Jan. 10 2014 07:06 PM

Barbecue chain may not be Mongolian but it's certainly tasty

world photo
It’s comforting barbecue, Mongolian or not.
Photo by Michael A. Gardiner

Mongolian barbecue is one part myth, one part tasty and—for me at least—one part guilty pleasure. Authentic in nearly no generally accepted meaning of the word, it's nonetheless a very popular and tasty experience that manages to ably straddle the lines between Asian fare, fast food and comfort food.

But first, what is it? Mongolian barbecue is a stir-fried dish developed in Taiwanese restaurants in the 1970s. Meat and vegetables are cooked on an immense, round and ever-so-slightly convex iron griddle at temperatures of up to 570 degrees. Generally, the customer selects one or more meats (pork, beef, chicken, turkey or lamb), vegetables (onions, broccoli, peppers, mushrooms, cabbage, spinach, etc.), sauces (soy, garlic, citrus, spicy, etc.) and Chinese-style noodles. A cook stir-fries these ingredients in front of the customer on those massive griddles. The show is part of the fun.

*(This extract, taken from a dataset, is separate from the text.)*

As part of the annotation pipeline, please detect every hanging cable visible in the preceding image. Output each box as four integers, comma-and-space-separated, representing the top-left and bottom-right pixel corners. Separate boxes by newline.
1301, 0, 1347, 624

Second, the myth: According to the nearly identical PR among most Mongolian barbecue joints, the Mongol Empire of the dim, dark past, under the leadership of Genghis Khan, ruled the plains of Asia at spear and sword-point, with soldiers returning to camp at day's end carrying large quantities of meats they prepared and cooked on overturned shields over a large fire. There is little—scratch that, no—evidence to support this "historical" proposition. But isn't it pretty to think so?

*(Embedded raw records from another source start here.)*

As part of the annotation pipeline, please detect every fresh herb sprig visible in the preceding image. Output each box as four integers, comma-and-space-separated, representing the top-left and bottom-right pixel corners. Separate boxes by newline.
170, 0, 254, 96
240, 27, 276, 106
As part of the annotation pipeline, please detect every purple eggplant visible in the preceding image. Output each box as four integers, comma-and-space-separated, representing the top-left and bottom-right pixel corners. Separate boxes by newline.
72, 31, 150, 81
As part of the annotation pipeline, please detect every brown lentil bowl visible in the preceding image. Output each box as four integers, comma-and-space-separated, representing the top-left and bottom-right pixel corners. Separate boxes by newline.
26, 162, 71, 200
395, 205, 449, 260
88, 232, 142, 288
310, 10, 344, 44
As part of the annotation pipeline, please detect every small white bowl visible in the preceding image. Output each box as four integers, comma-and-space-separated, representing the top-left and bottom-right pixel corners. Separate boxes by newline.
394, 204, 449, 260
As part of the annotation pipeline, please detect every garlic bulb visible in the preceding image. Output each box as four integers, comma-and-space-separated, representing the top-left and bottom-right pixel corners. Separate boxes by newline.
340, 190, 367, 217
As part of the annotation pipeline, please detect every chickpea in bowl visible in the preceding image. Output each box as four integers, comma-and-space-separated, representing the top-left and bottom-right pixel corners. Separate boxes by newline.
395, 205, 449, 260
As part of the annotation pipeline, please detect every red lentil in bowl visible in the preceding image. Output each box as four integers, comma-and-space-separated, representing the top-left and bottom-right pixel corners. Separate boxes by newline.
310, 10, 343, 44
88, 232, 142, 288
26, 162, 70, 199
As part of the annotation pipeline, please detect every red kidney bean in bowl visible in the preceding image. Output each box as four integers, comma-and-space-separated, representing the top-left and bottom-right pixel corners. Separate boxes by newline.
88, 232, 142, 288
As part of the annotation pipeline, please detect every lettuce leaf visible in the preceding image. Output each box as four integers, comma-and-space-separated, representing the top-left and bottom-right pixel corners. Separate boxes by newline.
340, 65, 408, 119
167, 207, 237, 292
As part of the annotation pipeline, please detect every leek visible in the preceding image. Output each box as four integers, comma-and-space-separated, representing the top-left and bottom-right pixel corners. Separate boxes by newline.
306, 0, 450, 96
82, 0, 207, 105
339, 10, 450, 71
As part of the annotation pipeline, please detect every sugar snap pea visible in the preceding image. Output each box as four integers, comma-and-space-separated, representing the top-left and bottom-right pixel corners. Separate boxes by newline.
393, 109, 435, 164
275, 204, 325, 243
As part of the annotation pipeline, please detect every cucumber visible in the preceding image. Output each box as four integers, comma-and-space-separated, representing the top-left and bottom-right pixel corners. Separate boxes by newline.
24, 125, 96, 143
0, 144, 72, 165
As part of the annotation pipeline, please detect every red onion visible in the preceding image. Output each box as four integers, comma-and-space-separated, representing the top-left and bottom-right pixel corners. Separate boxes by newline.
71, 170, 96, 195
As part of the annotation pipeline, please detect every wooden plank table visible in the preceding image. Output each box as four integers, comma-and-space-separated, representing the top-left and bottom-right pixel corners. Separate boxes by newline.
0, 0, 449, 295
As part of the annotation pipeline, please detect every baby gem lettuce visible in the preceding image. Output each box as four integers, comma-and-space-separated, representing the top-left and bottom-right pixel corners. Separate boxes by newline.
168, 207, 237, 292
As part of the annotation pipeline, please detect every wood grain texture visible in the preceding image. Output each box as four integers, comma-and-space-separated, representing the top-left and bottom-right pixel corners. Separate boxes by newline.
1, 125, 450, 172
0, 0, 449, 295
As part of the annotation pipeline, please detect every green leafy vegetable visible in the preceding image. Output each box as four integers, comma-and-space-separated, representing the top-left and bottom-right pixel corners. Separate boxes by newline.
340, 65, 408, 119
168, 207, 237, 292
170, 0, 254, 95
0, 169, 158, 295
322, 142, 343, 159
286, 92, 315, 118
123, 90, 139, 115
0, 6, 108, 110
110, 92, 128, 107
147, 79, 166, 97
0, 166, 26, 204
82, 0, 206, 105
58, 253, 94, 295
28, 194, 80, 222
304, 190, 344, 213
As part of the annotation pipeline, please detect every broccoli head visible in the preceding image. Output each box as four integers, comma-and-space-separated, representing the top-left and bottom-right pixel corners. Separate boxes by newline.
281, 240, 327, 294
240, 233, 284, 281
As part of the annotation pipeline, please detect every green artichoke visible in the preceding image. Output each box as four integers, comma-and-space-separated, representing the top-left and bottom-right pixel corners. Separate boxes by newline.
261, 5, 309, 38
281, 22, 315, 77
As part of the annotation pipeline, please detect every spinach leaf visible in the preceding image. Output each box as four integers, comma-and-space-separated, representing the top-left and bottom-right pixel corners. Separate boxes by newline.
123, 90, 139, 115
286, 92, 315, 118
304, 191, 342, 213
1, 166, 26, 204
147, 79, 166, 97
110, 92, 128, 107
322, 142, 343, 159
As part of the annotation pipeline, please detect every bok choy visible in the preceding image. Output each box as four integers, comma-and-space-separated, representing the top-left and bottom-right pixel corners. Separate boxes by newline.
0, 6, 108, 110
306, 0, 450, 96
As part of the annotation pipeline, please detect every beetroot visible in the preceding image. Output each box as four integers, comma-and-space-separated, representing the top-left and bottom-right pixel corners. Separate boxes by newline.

A more reality-based name—and theory of the origin—is "Taiwanese teppanyaki." Mongolian-barbecue restaurants began popping up in Taipei in the 1970s and appeared to use ingredients (if not techniques) similar to a genuine Mongolian tradition: hot pot. While Japan's teppanyaki style of cooking dates back to 1945, it really gained steam in the '70s, too. Teppanyaki is characterized by propane-heated, flat-surface grills cooking food—particularly beef—in front of guests with showy chefs entertaining with a display of elaborate knife and spatula skills. What we know as Mongolian barbecue would appear to be a confluence and combination of Mongolian hot pot with the Japanese teppanyaki style popular in Taiwan at the same time.

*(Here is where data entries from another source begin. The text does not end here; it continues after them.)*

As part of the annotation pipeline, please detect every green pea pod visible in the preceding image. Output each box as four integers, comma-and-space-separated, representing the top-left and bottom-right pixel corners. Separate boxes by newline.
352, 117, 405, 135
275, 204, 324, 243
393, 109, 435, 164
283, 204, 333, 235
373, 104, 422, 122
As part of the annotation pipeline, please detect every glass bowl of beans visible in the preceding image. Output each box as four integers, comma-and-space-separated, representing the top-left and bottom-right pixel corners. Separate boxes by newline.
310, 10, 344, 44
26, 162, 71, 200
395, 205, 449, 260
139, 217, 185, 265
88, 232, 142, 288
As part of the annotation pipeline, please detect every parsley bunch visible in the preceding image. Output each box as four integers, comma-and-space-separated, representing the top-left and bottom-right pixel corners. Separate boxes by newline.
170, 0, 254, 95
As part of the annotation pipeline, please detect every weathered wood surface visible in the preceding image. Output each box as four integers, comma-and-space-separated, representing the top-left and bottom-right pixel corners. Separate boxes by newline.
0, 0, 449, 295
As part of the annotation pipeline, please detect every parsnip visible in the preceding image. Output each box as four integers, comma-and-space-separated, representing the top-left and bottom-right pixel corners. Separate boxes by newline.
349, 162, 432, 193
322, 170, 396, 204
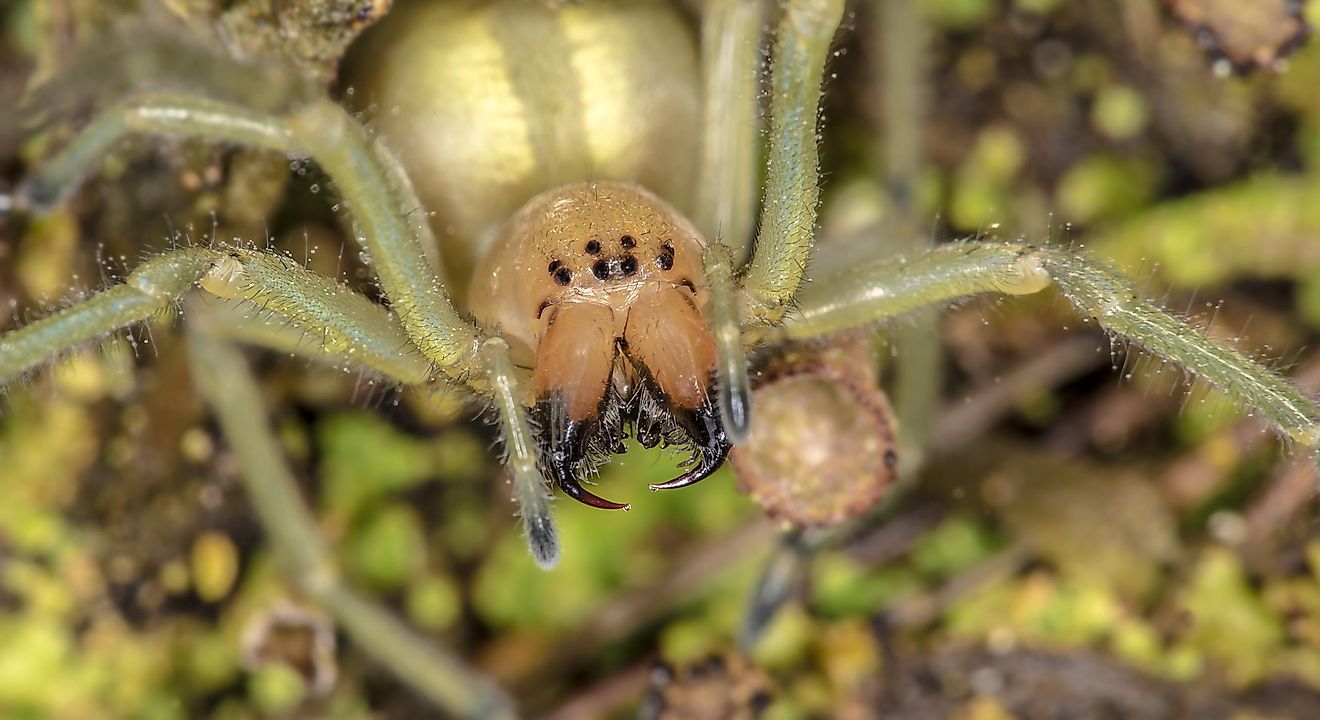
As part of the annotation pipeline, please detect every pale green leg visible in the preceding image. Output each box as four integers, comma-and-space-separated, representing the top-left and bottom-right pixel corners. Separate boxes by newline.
480, 337, 557, 569
778, 242, 1320, 450
197, 248, 434, 385
741, 0, 930, 640
704, 243, 753, 442
0, 245, 550, 565
722, 0, 841, 636
282, 99, 484, 373
372, 134, 445, 274
693, 0, 764, 443
184, 315, 517, 720
2, 249, 517, 712
876, 0, 940, 462
20, 91, 484, 376
20, 93, 296, 210
1, 247, 434, 388
696, 0, 763, 263
278, 102, 559, 560
0, 249, 215, 384
17, 88, 557, 565
739, 0, 845, 327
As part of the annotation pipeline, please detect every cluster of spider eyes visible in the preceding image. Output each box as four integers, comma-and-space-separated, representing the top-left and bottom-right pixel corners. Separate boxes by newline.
547, 235, 675, 286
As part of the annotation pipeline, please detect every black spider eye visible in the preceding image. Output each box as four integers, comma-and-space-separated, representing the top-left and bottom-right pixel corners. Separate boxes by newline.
592, 259, 611, 280
553, 266, 572, 285
585, 239, 601, 254
657, 243, 675, 271
548, 259, 563, 273
620, 255, 638, 276
620, 235, 636, 249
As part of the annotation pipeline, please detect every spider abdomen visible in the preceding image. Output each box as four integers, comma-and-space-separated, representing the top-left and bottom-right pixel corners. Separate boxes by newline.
348, 0, 700, 295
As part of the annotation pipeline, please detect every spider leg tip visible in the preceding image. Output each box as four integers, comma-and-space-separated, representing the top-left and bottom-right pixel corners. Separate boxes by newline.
525, 513, 560, 570
719, 384, 752, 445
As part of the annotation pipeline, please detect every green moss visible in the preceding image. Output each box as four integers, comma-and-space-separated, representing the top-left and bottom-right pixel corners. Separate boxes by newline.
247, 663, 308, 715
406, 574, 462, 631
319, 412, 436, 521
1055, 155, 1158, 225
921, 0, 995, 29
345, 503, 429, 592
1090, 85, 1150, 141
1181, 548, 1285, 685
812, 554, 924, 618
910, 516, 998, 577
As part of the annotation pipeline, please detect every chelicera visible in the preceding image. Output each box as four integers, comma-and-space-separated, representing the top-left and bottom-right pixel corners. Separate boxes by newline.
3, 0, 1318, 578
4, 1, 1320, 715
0, 0, 1314, 576
470, 182, 727, 510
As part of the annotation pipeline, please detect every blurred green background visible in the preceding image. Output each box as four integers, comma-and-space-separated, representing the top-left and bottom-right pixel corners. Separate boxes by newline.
4, 0, 1320, 718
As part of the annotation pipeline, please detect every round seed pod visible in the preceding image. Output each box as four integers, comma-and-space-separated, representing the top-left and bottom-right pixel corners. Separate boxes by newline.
730, 339, 899, 528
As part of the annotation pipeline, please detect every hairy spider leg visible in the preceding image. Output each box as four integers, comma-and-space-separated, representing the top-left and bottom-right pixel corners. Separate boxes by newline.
0, 248, 214, 382
184, 310, 517, 719
695, 0, 762, 265
482, 337, 562, 568
736, 0, 845, 331
878, 0, 942, 461
8, 87, 559, 563
695, 0, 763, 444
703, 242, 753, 444
17, 92, 487, 380
0, 247, 434, 389
775, 242, 1320, 455
0, 244, 516, 716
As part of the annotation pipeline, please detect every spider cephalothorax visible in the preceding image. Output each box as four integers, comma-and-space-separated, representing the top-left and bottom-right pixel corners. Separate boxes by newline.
6, 1, 1320, 712
470, 181, 730, 509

One of the best places to get Mongolian barbecue in San Diego is Great Khan's Mongolian Festival (in Horton Plaza, Mission Valley Center and UTC, in addition to locations in Carlsbad and El Cajon). At its best, Mongolian barbecue is a terrific stir-fry, offering copious options (high mall turnover assures freshness), umami-rich sauces and good noodles all cooked to order on the monumental griddle, aided by a soy-ginger-water mixture. The resulting dish features the benefits of steaming but also caramelization from the initial sear.

On numerous trips to the Horton Plaza shop, that's exactly what I enjoyed. But a morning visit to the Mission Valley location yielded undercooked noodles, meat that was stale and bland because it was refrozen at the end of the previous day and food that wasn't caramelized before adding the steaming liquid. It was a disappointing meal at odds with my prior experiences.

One bad dish notwithstanding, Great Khan's offers big Asian flavors, fresh ingredients and the enjoyment of the game of trying to cram as many foodstuffs into one bowl as you can. Elegant? No. Subtle? Not so much. Immensely enjoyable, gluttonous guilty-pleasure? Absolutely!